It’s said there are no certainties in life other than death and taxes, but at least when it comes to the latter people have some degree of control. No matter where you live in the U.S., if you own a home you’ll pay property taxes. But a new study illustrates just how much those tax rates can vary by city and state.
A new study from the Lincoln Institute of Land Policy, a Cambridge, Mass.-based think tank, highlights property taxes in the largest cities in each U.S. state and found that homeowners in Bridgeport, Conn. pay the steepest rates to the tax man.
The Lincoln Institute calculated the effective tax rate on primary residences, or the tax bill as a percentage of the property’s market value, and found that Bridgeport residents pay 3.88% on a median-valued home, sharply higher than the 0.30% paid in Honolulu, HI., the cheapest of the 50 states considered.
Behind Bridgeport, Detroit and Aurora, Ill. came in second and third with 3.81% and 3.72%. On the lower side, Cheyenne and Denver followed Honolulu with 0.65% and 0.66% in effective tax rates.
While property tax rates are an important consideration for homeowners, they may not capture a full view of how these cities treat their taxpayers. In Bridgeport, for instance, the city relies heavily on property taxes for income ($1,891 per person on average), as there is no sales or income tax. In Birmingham, by contrast, residents pay both sales and income tax in addition to property taxes, adding up to $2,429 per resident.
In some cities where property taxes are high, the overall tax bills may not be so lofty due to lower median home prices, the study notes. In Detroit, where median home prices are among the lowest in the study, the effective tax rate is 3.81%, versus 1.13% in New York City, known for its lofty real estate prices.
The average effective tax rate across the 53 cities considered — the largest city in each of the 50 states, Washington D.C plus Chicago and New York City– was 1.5%. Bridgeport, Detroit and Aurora, Ill. were among the cities with above-average rates, while Honolulu, Denver, Boston and Washington D.C. came in below the average.

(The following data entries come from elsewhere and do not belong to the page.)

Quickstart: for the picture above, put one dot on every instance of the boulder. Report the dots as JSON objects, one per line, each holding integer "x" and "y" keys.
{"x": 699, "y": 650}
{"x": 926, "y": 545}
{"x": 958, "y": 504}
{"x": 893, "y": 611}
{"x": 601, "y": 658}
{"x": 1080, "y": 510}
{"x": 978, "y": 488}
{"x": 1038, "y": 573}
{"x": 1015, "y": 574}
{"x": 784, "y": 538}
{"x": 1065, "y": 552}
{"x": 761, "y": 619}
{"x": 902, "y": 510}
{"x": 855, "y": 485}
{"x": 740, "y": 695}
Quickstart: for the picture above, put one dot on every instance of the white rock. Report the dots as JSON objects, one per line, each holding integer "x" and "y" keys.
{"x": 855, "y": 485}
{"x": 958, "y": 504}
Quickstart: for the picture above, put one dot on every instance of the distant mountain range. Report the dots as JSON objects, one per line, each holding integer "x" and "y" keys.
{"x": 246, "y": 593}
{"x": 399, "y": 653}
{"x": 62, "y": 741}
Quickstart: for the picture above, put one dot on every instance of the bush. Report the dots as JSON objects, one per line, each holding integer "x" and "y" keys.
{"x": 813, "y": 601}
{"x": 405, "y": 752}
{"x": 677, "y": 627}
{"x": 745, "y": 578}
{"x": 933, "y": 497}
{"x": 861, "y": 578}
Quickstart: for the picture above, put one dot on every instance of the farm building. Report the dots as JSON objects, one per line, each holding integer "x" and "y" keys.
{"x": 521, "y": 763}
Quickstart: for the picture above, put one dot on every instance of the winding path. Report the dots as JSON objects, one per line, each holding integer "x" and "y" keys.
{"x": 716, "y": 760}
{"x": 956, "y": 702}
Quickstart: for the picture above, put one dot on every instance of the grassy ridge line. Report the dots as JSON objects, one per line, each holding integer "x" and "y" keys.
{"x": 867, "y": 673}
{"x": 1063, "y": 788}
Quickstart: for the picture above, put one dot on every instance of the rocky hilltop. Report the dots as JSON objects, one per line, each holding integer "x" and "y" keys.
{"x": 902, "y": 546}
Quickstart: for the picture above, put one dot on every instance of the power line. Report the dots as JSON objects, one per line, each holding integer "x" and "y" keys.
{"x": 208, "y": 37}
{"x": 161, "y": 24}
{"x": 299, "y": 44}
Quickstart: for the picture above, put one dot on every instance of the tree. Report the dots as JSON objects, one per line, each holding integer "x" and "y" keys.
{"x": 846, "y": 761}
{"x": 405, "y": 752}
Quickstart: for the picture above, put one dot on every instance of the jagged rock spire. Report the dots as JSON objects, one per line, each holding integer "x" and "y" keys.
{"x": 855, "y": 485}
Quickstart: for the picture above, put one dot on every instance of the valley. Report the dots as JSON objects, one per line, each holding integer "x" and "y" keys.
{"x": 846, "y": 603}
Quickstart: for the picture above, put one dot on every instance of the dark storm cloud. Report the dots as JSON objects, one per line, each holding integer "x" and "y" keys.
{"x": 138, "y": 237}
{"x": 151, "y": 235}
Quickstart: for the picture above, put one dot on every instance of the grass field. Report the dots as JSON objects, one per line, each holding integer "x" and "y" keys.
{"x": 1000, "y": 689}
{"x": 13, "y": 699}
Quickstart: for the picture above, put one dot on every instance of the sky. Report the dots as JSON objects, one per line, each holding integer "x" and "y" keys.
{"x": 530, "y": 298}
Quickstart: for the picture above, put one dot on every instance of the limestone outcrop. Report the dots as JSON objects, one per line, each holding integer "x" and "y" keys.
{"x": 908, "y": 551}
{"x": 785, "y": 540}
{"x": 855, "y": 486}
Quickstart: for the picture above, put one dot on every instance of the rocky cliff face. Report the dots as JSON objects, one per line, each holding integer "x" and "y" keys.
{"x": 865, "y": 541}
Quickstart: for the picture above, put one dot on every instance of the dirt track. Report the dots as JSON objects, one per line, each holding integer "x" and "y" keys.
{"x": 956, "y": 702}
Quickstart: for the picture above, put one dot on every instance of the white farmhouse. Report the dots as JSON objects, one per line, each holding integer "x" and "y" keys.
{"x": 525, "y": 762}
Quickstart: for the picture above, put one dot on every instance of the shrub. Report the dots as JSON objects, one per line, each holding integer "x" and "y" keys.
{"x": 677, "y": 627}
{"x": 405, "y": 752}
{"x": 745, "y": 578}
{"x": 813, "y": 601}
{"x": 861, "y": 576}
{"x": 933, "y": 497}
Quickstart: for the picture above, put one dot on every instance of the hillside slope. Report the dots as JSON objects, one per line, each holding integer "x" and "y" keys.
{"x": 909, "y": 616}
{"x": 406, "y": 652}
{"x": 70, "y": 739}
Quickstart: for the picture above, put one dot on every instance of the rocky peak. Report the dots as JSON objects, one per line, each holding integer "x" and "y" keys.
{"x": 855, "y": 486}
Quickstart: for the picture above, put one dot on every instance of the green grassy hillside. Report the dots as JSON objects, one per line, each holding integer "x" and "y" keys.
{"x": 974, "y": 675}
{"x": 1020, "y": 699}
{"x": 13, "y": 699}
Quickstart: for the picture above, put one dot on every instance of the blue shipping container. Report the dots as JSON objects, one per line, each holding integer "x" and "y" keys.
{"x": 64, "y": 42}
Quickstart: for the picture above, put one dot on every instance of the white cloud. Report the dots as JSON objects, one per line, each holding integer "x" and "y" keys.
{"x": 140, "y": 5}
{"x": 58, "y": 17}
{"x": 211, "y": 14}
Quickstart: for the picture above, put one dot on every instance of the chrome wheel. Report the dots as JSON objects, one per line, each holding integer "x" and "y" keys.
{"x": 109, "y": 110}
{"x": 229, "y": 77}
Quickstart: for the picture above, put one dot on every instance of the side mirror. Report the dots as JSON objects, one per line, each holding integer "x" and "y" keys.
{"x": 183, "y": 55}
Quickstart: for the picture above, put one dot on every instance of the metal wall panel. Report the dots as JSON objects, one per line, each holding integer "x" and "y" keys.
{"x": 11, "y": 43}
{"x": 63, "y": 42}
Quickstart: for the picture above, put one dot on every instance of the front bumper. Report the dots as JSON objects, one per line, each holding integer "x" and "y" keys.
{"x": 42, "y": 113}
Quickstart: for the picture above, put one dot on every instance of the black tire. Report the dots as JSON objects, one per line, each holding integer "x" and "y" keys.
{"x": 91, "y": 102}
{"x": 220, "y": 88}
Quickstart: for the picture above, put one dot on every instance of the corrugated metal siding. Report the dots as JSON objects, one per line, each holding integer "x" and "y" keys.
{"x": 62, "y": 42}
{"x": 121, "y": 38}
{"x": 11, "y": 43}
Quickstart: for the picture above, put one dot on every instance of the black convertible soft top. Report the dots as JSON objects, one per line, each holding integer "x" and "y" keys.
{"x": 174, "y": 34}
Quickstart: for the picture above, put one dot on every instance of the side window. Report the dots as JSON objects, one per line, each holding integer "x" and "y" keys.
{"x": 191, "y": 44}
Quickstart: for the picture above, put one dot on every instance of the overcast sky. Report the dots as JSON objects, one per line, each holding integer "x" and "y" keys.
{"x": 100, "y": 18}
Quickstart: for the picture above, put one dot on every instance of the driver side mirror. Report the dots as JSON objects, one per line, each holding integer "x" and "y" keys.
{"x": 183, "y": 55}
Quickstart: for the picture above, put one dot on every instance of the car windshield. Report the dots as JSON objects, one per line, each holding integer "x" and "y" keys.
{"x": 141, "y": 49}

The average effective property tax rate for the cities considered in the study fell slightly, from 1.511% a year ago, as 31 cities saw rates decrease and 20 seeing increases. Phoenix registered the biggest increase, while Sioux Falls, S.D. saw the biggest decline. ”There is still some lingering effect of housing prices as cities try to make ends meet,” said Adam H. Langley, senior research analyst at Lincoln Institute of Land Policy.
The change in revenue structure, cuts in state aids from high level government, or increase in health care costs, for instance, may have led to the increase or decrease in the property tax rates in the cities, he added.